The manual methods above are precise but slow. You cannot run dig and curl on 500 domains per hour without writing complex scripts. Furthermore, manual checks only show you the current state of the domain. They don't show you what the WHOIS record looked like three years ago before the owner enabled privacy protection.

UserSearch unifies this fragmented workflow into a single, historical, and correlational console. Instead of just querying the current state, it pivots across time and datasets to find the connections that manual tools miss.

1. Domain Ownership History (The "Time Machine")

The single most effective technique in Domain OSINT is historical regression. Most bad actors are not perfect from day one. They often register a domain using their personal email or home address, realize their mistake a month later, and then pay for WHOIS privacy.

A manual whois check today will only show "Redacted for Privacy." UserSearch’s Domain Ownership (History) module queries historical databases to find the record before it was scrubbed.

The Check: Enter the domain name in the Domain Search module.
The Output: You see a timeline of records. Scroll back to the earliest entries (2018, 2019, etc.).
The Win: You find [email protected] listed as the registrant in 2019. You can then pivot on this email address using the Email Search module to find their social media profiles, physical location, and other domains.

2. Favicon Search (Visual Fingerprinting)

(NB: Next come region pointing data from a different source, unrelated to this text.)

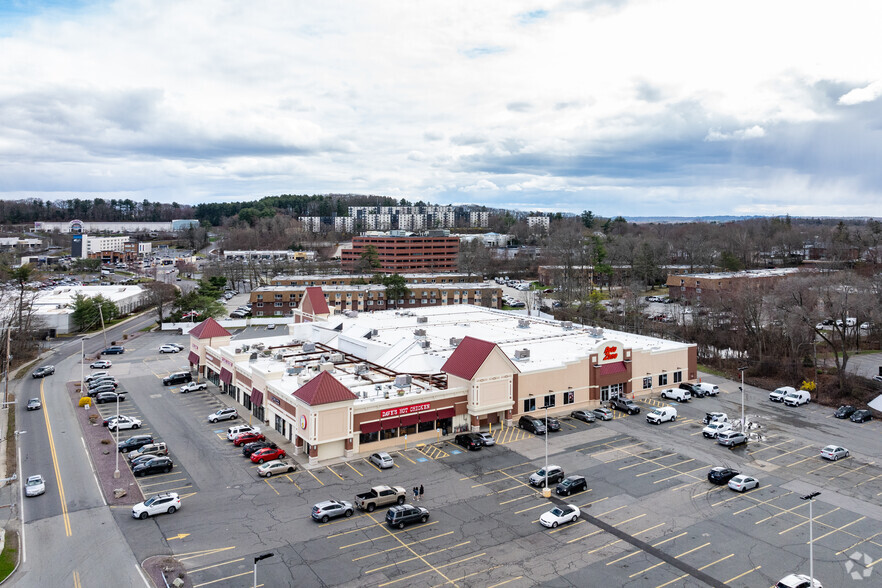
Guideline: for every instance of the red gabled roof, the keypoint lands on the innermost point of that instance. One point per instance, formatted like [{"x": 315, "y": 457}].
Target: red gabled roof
[
  {"x": 317, "y": 300},
  {"x": 468, "y": 357},
  {"x": 209, "y": 328},
  {"x": 324, "y": 389}
]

A favicon is the small icon that appears in your browser tab. To the computer, this image is just a file with a specific cryptographic hash (often MMH3). Phishing kits are often lazy; they clone the legitimate banking website, including the favicon file.

When a scammer sets up 100 fake login pages on 100 different domains, they rarely change the favicon. This creates a unique digital fingerprint.

The Check: Use the Search by Favicon module in UserSearch.
The Logic: The system calculates the hash of the target’s favicon and searches the entire internet for other sites serving the exact same image.
The Win: You enter the favicon of a suspected phishing site. The results return 45 other domains—some created today, some months ago—all using that same icon. You have instantly mapped the entire active campaign, not just the single URL you started with.

3. 3rd Party Website Lookup (ID Correlation)

As mentioned in the manual section, tracking codes (Google Analytics, AdSense, New Relic IDs) are sticky. They often persist across different projects owned by the same person. UserSearch automates the extraction and reverse-search of these IDs.

The Check: Run the 3rd Party Website Lookup on the target domain.
The Output: A list of every unique ID found in the source code, followed by a list of other domains that share those same IDs.
The Scenario: You are investigating a "Fake News" site. You find it uses a specific Google AdSense ID. UserSearch shows that this same AdSense ID is used on a website selling "Herbal Supplements" and another site hosting "Pirated Movies." You have now connected the disinformation campaign to a financially motivated affiliate network, rather than a state actor.

4. Threat Intelligence Integration

Domain OSINT isn't just about ownership; it's about risk. UserSearch integrates with HudsonRock and SpamHaus to layer threat data on top of infrastructure data.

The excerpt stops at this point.